On Exponential Sums, Nowton identities and Dickson Polynomials over Finite Fields

TL;DR

This paper develops recursive formulas and estimates for exponential sums over finite fields involving polynomials and Dickson polynomials, providing new tools for analyzing their properties and related sequences.

Contribution

It introduces recursive evaluation methods for exponential sums and estimates for sums involving polynomial and Dickson polynomial expressions over finite fields.

Findings

Recursive formulas for exponential sums over finite fields.

Estimates for sums involving polynomials and their inverses.

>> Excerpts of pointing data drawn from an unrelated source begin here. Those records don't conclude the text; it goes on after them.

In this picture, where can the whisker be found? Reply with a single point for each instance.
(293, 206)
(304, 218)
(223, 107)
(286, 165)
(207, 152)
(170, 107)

Properties of sequences derived from these exponential sums.

Abstract

Let $\mathbb{F}_{q}$ be a finite field, $\mathbb{F}_{q^s}$ be an extension of $\mathbb{F}_q$, let $f(x)\in \mathbb{F}_q[x]$ be a polynomial of degree $n$ with $\gcd(n,q)=1$. We present a recursive formula for evaluating the exponential sum $\sum_{c\in \mathbb{F}_{q^s}}\chi^{(s)}(f(x))$. Let $a$ and $b$ be two elements in $\mathbb{F}_q$ with $a\neq 0$, $u$ be a positive integer. We obtain an estimate for the exponential sum $\sum_{c\in \mathbb{F}^*_{q^s}}\chi^{(s)}(ac^u+bc^{-1})$, where $\chi^{(s)}$ is the lifting of an additive character $\chi$ of $\mathbb{F}_q$. Some properties of the sequences constructed from these exponential sums are provided also.